FIG. 43.—Cone of jack-pine closely covering its seeds, often for several years. FIG. 44.—Cone of jack-pine as opened by heat, sowing seeds.

CHAPTER VI.
PLANTS THAT SHOOT OFF THEIR SPORES OR SEEDS.

By numerous devices a large number of the lower plants send off their ripe spores with considerable force. Some call them sling fruits. One in particular, Pilobolus cristallinus, found about damp stables, I have observed to shoot black masses of spores to a spot on a wall six feet above the ground, with enough force to have carried them not less than twelve feet. When ripe and dry, the spores of most ferns are shot from the parent plant by a motion forcible enough not only to burst the sporangium, the vessel that contains the spores, but also to turn it inside out.

FIG. 45.—Spores of Pilobolus before and while shooting its spores.

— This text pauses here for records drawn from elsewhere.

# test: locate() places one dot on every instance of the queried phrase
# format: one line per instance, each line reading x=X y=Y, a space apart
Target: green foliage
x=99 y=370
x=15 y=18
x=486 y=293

35. Dry pods twist as they split open and throw the seeds.—In December, while absent from home, I collected for future study some pods of the Chinese wistaria, and left them on my desk in the library for the night. The house was heated by a hot-air furnace. In the morning the pods were in great confusion; most of them had split and curled up, and the seeds were scattered all about the room. As usual the little daughter, an only child, was accused of spoiling my specimens, but she showed her innocence. A little investigation and a few experiments with some pods not yet opened explained the whole matter satisfactorily. The stout pods grow and ripen in a highly strained condition, with a strong tendency to burst spirally, the two half-pods being ready to coil and spring in opposite directions; when the valves can no longer hold together, they snap with a sharp noise and sling the heavy seeds, giving them a good send-off into the world. As a pair of birds build a nest, hatch eggs, rear their young, and then send them forth to seek their fortunes, so for months the mother plant had labored, had produced and matured seeds, which at last it scattered broadcast. Goethe, Kerner von Marilaun, each independently, and very likely others, had an experience with ripe pods brought to a warm room very similar to my own. In many cases the ripe and drying fruits are "touched off" by wind jostling the branches or by animals passing among them; in the latter case there is a chance that a portion of the discharges will be lodged somewhere on the animal and be carried along with it.

36. A seed case that tears itself from its moorings.—The perennial phlox in cultivation distributes its seeds in the following manner: when ripe, the calyx becomes dry and paper-like, and spreads out in the form of a saucer. The thick-walled dry pistil opens from the top into three pieces with a snap, spreading open so far against the calyx that it is torn from the brittle attachment; away go the seeds, mingled with the fragments of the pistil, no longer of any use.

FIG. 46.—A dry pod of wild bean bursting spirally to throw the seeds.